Normes Corps au Palais de Tokyo : quand la fragilité devient puissance

par David Hanau
07.04.2026

Huit expositions, huit artistes, une saison entière consacrée aux corps qui débordent, résistent et réinventent les règles. Le Palais de Tokyo ouvre sa saison de printemps 2026 avec un programme qu’on ne voit pas souvent à cette échelle, ni avec cette cohérence.

Sous la présidence de Guillaume Désanges, le Palais de Tokyo poursuit le virage engagé depuis « Exposé·es » en 2023. Cette fois, le geste est plus radical. Huit expositions simultanées, du 3 avril au 13 septembre, toutes articulées autour du handicap, de la vulnérabilité, du corps déviant et de la fragilité comme puissance.

Jusque dans ses murs, ses escaliers, et ses angles morts architecturaux, cet acte curatorial engage l’institution tout entière du sol au plafond. « Et si la conscience de la fragilité contaminait le monde des valides ? ». La question n’est évidement pas neuve, mais la manière de la poser, en revanche, l’est.

« Défaire un ordre »

C’est dans la Grande Verrière que le ton est donné.
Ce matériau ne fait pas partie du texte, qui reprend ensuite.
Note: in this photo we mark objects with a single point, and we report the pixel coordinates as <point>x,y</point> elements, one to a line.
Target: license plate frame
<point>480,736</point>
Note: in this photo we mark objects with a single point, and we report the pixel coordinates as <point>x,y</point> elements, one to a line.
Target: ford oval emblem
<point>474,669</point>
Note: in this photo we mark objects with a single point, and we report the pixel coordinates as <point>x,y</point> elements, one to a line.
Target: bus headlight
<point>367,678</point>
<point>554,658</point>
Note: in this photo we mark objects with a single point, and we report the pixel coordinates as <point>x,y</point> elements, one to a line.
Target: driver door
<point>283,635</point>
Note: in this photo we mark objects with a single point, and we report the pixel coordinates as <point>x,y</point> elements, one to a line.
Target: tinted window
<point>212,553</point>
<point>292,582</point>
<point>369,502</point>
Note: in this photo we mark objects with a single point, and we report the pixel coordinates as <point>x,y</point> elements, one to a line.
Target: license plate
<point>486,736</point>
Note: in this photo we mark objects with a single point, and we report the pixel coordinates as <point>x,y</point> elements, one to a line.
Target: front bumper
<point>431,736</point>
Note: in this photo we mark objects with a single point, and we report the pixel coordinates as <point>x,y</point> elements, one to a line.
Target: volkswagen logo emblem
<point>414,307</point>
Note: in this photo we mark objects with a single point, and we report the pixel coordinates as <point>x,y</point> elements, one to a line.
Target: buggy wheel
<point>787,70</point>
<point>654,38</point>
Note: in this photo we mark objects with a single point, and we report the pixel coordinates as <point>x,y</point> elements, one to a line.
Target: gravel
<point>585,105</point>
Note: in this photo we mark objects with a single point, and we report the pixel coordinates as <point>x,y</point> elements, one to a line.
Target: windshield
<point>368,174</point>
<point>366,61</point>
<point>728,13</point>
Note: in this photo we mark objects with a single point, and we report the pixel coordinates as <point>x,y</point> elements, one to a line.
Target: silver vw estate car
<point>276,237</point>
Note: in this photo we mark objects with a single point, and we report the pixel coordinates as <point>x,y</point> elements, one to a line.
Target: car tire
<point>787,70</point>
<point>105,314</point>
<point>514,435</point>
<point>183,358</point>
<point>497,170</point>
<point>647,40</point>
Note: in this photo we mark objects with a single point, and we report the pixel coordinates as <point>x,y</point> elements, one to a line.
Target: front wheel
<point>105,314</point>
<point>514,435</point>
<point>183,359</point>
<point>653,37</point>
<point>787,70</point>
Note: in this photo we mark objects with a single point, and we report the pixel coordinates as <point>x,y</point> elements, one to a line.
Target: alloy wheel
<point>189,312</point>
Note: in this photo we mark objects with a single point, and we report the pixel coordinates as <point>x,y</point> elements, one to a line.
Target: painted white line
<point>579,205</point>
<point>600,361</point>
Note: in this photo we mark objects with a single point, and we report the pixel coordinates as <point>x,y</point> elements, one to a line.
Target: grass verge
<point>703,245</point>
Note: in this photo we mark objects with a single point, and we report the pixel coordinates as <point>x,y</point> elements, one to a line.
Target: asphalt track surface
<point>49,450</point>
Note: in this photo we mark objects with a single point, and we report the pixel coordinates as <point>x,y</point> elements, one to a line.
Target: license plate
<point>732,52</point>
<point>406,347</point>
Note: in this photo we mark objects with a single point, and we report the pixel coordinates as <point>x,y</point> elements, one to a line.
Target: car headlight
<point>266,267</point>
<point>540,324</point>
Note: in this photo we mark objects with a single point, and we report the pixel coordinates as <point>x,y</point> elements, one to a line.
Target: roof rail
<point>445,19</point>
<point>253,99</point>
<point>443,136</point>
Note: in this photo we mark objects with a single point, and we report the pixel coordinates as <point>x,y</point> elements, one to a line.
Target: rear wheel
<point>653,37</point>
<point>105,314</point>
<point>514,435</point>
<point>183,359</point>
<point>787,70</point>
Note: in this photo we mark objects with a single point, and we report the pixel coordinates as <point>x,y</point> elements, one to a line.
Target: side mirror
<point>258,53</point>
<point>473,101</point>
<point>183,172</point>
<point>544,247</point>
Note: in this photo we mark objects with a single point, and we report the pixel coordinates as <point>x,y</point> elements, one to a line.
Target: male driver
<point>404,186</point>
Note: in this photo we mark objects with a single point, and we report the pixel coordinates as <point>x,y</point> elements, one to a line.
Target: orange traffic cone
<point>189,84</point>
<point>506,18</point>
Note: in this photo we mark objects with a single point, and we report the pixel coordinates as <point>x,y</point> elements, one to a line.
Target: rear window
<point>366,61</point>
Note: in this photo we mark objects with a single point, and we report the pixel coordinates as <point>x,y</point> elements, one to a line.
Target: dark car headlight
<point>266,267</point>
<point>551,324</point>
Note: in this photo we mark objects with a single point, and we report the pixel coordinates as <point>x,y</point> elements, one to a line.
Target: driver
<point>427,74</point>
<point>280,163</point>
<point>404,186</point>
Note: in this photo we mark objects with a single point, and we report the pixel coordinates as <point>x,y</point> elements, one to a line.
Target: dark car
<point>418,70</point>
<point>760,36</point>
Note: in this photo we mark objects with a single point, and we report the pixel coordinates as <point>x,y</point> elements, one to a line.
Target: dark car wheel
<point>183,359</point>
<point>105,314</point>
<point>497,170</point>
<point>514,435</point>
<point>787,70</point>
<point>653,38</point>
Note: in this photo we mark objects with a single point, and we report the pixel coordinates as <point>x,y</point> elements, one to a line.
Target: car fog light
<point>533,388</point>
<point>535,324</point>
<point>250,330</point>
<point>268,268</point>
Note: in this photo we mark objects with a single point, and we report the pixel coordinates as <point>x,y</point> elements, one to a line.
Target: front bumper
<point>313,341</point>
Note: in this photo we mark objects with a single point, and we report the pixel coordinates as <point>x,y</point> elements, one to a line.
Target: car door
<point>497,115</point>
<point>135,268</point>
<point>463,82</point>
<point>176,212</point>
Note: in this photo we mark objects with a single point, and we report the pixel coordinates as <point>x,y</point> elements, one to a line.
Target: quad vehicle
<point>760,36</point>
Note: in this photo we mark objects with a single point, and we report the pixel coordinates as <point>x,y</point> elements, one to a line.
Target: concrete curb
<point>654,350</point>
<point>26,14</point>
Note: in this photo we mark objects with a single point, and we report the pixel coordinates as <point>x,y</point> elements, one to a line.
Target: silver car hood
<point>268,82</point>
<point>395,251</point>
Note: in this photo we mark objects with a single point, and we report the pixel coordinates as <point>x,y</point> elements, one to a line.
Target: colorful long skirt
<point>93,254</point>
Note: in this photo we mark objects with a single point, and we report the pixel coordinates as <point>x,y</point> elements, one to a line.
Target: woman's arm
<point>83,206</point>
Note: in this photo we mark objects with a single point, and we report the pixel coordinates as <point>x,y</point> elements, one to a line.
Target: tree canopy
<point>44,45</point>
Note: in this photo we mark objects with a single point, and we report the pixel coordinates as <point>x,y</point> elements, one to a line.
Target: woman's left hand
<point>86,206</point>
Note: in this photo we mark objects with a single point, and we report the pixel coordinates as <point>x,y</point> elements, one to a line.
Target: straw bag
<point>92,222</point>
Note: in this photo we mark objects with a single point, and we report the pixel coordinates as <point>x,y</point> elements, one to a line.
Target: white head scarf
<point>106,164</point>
Jesse Darling, lauréat du Turner Prize 2023, y déploie « Les Ambassadeurs » : une installation immersive conçue pour le lieu, paysage de symboles d’autorité vidés de leur pouvoir. Matériaux industriels, objets usagés, rebuts prélevés autour du Palais lui-même, sont assemblés en reliques hybrides, fossiles évanescents rongés par l’Histoire.

Le geste ressemble à ce qu’il faisait dans Reliquary (for and after Felix Gonzalez-Torres, in loving memory) en 2023, présenté au Palais lors d’« Exposé·es », ou dans Vanitas (2024) au Petit Palais, où des fleurs enfermées dans une vitrine condensaient toute sa poétique de l’éphémère. Ici le dispositif monte d’un cran.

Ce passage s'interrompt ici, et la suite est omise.